Tuesday, December 02, 2003



Wasted Maths

NZpols wastes a lot of maths defending presumptive rule consequentialism. I say wasted, because she missed my point completely.

The retreat to rule consequentialism is driven primarily by clashes between consequentialism and justice. The classic example here is that of McCloskey, who points out that consequentialists (well, he talks about utilitarians - hedonic consequentialists - but the argument is applicable to general consequentialism unless an infinite disvalue is placed upon certain actions) must bear false witness against an innocent person if it that would stop a riot. Or use collective punishment to prevent guerilla activity in wartime. Or impose harsh punishments on the guilty to meet public demand for retribution. Or support laws designed to defend an insecure democracy by making it a crime to "arouse the suspicions of the government".

In other words, any arbitrary injustice is allowed provided it makes people overall better-off by whatever metric is used. This is widely regarded as a knock-down argument for act-consequentialism.

So, consequentialists retreat to rules. Instead of asking "would this act make people better off", they ask "what general rules of conduct will make people better off". A society where people routinely bear false witness against the innocent would be fairly unpleasant, so it's better not to. This solves the problem of justice, but at the cost of consistency - because, as NZPols points out, there will be cases where the rule clearly results in "bad decisions" (meaning people will be worse off by whatever metric is used).

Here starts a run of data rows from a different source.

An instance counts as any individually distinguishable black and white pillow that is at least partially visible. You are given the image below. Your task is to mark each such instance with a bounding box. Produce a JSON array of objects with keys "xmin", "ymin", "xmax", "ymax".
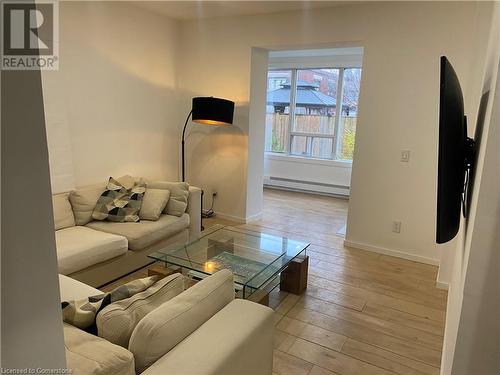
[
  {"xmin": 92, "ymin": 177, "xmax": 146, "ymax": 222},
  {"xmin": 61, "ymin": 276, "xmax": 159, "ymax": 334}
]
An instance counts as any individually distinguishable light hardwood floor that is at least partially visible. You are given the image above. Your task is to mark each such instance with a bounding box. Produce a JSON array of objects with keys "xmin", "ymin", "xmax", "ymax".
[{"xmin": 106, "ymin": 188, "xmax": 447, "ymax": 375}]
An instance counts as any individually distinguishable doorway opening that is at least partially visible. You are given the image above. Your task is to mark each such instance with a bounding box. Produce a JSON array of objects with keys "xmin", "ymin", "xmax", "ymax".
[{"xmin": 261, "ymin": 47, "xmax": 364, "ymax": 236}]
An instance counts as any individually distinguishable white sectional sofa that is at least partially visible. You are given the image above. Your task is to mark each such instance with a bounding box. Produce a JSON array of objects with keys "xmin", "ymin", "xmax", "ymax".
[
  {"xmin": 53, "ymin": 180, "xmax": 202, "ymax": 288},
  {"xmin": 59, "ymin": 272, "xmax": 274, "ymax": 375}
]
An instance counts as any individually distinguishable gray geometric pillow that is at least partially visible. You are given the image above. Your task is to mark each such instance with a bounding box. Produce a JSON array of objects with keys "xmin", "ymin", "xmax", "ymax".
[{"xmin": 92, "ymin": 177, "xmax": 146, "ymax": 222}]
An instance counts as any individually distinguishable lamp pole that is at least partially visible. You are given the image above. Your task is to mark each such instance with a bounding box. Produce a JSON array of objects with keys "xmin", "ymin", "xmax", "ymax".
[{"xmin": 181, "ymin": 110, "xmax": 193, "ymax": 182}]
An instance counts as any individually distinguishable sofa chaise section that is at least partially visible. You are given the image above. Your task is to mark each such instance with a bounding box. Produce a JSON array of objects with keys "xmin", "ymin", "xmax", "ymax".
[{"xmin": 56, "ymin": 226, "xmax": 128, "ymax": 275}]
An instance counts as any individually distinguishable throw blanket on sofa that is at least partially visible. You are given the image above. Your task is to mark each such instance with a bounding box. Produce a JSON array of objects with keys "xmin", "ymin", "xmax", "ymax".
[{"xmin": 62, "ymin": 275, "xmax": 159, "ymax": 334}]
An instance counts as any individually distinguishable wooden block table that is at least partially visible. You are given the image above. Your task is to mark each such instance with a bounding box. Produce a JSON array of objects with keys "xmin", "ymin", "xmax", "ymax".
[
  {"xmin": 280, "ymin": 256, "xmax": 309, "ymax": 295},
  {"xmin": 147, "ymin": 263, "xmax": 181, "ymax": 280}
]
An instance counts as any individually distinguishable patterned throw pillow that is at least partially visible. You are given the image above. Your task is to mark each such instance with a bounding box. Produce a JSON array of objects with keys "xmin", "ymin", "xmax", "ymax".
[
  {"xmin": 61, "ymin": 276, "xmax": 159, "ymax": 335},
  {"xmin": 92, "ymin": 177, "xmax": 146, "ymax": 222}
]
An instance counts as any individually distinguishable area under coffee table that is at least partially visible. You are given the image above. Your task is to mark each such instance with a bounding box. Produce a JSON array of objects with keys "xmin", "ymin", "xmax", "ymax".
[{"xmin": 148, "ymin": 225, "xmax": 310, "ymax": 304}]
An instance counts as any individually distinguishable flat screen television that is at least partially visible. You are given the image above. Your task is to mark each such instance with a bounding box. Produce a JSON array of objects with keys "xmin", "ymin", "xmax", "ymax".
[{"xmin": 436, "ymin": 56, "xmax": 476, "ymax": 244}]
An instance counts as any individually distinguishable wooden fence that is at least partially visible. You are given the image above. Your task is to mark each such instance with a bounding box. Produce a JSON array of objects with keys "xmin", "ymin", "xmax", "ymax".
[{"xmin": 266, "ymin": 113, "xmax": 357, "ymax": 158}]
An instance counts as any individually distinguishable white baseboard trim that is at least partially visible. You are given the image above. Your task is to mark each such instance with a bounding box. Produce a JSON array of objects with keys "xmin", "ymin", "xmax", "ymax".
[
  {"xmin": 435, "ymin": 281, "xmax": 449, "ymax": 290},
  {"xmin": 264, "ymin": 176, "xmax": 349, "ymax": 197},
  {"xmin": 214, "ymin": 211, "xmax": 263, "ymax": 224},
  {"xmin": 343, "ymin": 240, "xmax": 440, "ymax": 266},
  {"xmin": 215, "ymin": 212, "xmax": 247, "ymax": 223},
  {"xmin": 436, "ymin": 264, "xmax": 450, "ymax": 290},
  {"xmin": 245, "ymin": 212, "xmax": 263, "ymax": 223}
]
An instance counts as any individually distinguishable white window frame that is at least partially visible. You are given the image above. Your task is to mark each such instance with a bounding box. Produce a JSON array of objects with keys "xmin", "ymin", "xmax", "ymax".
[{"xmin": 266, "ymin": 65, "xmax": 360, "ymax": 161}]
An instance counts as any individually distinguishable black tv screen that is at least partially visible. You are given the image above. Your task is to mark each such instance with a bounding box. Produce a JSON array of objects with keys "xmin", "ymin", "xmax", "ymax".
[{"xmin": 436, "ymin": 56, "xmax": 468, "ymax": 244}]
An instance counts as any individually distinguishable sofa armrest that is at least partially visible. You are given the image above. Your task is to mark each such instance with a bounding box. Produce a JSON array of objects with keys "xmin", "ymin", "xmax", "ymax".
[
  {"xmin": 129, "ymin": 270, "xmax": 235, "ymax": 373},
  {"xmin": 187, "ymin": 186, "xmax": 202, "ymax": 238},
  {"xmin": 141, "ymin": 299, "xmax": 274, "ymax": 375},
  {"xmin": 59, "ymin": 274, "xmax": 102, "ymax": 301}
]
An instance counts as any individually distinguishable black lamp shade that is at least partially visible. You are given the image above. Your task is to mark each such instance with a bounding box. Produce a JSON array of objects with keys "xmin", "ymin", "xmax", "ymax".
[{"xmin": 192, "ymin": 97, "xmax": 234, "ymax": 125}]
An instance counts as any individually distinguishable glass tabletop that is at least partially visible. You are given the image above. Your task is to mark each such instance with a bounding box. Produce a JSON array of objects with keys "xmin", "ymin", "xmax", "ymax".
[{"xmin": 148, "ymin": 225, "xmax": 309, "ymax": 298}]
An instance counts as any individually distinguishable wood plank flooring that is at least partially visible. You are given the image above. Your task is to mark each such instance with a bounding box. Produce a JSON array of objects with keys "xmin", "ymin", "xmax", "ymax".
[{"xmin": 107, "ymin": 188, "xmax": 447, "ymax": 375}]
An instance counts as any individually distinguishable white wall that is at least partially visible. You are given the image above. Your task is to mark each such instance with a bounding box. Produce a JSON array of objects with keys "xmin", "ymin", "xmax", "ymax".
[
  {"xmin": 440, "ymin": 3, "xmax": 500, "ymax": 373},
  {"xmin": 178, "ymin": 2, "xmax": 491, "ymax": 261},
  {"xmin": 2, "ymin": 65, "xmax": 66, "ymax": 369},
  {"xmin": 246, "ymin": 48, "xmax": 269, "ymax": 221},
  {"xmin": 436, "ymin": 0, "xmax": 495, "ymax": 288},
  {"xmin": 264, "ymin": 155, "xmax": 352, "ymax": 196},
  {"xmin": 454, "ymin": 74, "xmax": 500, "ymax": 373},
  {"xmin": 42, "ymin": 2, "xmax": 183, "ymax": 192},
  {"xmin": 345, "ymin": 2, "xmax": 490, "ymax": 264}
]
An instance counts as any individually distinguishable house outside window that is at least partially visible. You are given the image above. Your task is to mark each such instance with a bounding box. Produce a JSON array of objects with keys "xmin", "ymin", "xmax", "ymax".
[{"xmin": 265, "ymin": 66, "xmax": 362, "ymax": 161}]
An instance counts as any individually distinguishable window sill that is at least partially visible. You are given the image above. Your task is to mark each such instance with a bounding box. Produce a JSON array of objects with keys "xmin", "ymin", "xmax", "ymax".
[{"xmin": 265, "ymin": 152, "xmax": 353, "ymax": 168}]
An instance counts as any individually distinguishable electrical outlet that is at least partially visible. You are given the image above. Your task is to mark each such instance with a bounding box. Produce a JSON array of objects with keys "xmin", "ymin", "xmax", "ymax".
[
  {"xmin": 401, "ymin": 150, "xmax": 410, "ymax": 162},
  {"xmin": 392, "ymin": 221, "xmax": 402, "ymax": 233}
]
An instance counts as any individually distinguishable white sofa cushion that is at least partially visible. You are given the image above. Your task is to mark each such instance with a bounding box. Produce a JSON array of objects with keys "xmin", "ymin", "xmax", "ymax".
[
  {"xmin": 140, "ymin": 189, "xmax": 171, "ymax": 221},
  {"xmin": 146, "ymin": 181, "xmax": 189, "ymax": 217},
  {"xmin": 56, "ymin": 226, "xmax": 128, "ymax": 275},
  {"xmin": 69, "ymin": 184, "xmax": 106, "ymax": 225},
  {"xmin": 53, "ymin": 193, "xmax": 75, "ymax": 230},
  {"xmin": 129, "ymin": 269, "xmax": 234, "ymax": 373},
  {"xmin": 64, "ymin": 322, "xmax": 135, "ymax": 375},
  {"xmin": 86, "ymin": 213, "xmax": 189, "ymax": 251},
  {"xmin": 97, "ymin": 273, "xmax": 184, "ymax": 348}
]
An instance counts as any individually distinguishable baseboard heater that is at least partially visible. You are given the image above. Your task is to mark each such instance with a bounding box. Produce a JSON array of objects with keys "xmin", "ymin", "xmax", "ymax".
[{"xmin": 264, "ymin": 176, "xmax": 349, "ymax": 197}]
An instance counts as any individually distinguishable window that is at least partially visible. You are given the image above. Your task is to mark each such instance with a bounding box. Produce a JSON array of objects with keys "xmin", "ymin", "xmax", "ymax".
[{"xmin": 265, "ymin": 67, "xmax": 362, "ymax": 161}]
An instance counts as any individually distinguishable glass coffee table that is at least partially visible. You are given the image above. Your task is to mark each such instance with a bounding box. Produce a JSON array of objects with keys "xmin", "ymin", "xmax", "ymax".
[{"xmin": 148, "ymin": 225, "xmax": 310, "ymax": 303}]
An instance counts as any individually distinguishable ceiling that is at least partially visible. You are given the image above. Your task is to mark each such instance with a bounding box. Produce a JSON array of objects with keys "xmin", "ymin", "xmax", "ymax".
[{"xmin": 134, "ymin": 1, "xmax": 360, "ymax": 21}]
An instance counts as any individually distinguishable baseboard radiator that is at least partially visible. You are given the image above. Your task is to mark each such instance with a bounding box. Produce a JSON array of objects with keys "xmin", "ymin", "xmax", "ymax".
[{"xmin": 264, "ymin": 176, "xmax": 350, "ymax": 198}]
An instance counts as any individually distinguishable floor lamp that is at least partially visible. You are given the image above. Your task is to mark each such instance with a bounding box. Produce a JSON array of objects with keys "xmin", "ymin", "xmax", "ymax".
[
  {"xmin": 181, "ymin": 97, "xmax": 234, "ymax": 231},
  {"xmin": 181, "ymin": 97, "xmax": 235, "ymax": 182}
]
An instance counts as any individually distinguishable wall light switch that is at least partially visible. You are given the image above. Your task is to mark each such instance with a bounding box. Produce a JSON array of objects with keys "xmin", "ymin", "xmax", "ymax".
[
  {"xmin": 401, "ymin": 150, "xmax": 410, "ymax": 162},
  {"xmin": 392, "ymin": 221, "xmax": 402, "ymax": 233}
]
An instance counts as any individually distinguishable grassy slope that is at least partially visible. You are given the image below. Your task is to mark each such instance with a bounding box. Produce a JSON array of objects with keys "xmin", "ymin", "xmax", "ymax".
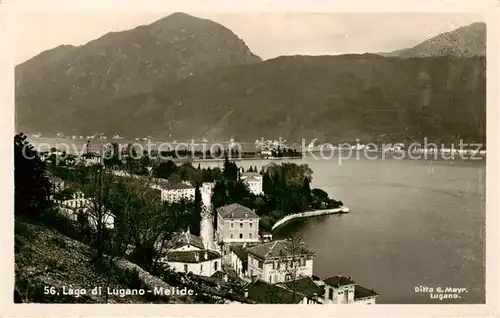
[{"xmin": 14, "ymin": 216, "xmax": 194, "ymax": 303}]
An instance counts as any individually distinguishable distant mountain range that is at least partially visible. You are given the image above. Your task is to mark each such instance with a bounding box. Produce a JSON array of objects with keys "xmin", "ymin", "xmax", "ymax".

The move to presumptive rule consequentialism - having rules, but ignoring them in cases where following them would make people worse off - restores consistency, but brings the problem of justice right back with it. After all, McCloskey's cases are precisely those where violating general rules (specifically those against against injustice) will result in people being better off. In fact, it's difficult to see how presumptive rule consequentialism differs from act consequentialism in any significant way; the only difference it makes is that you should be really, really, really sure about things before you execute an innocent man to please the mob.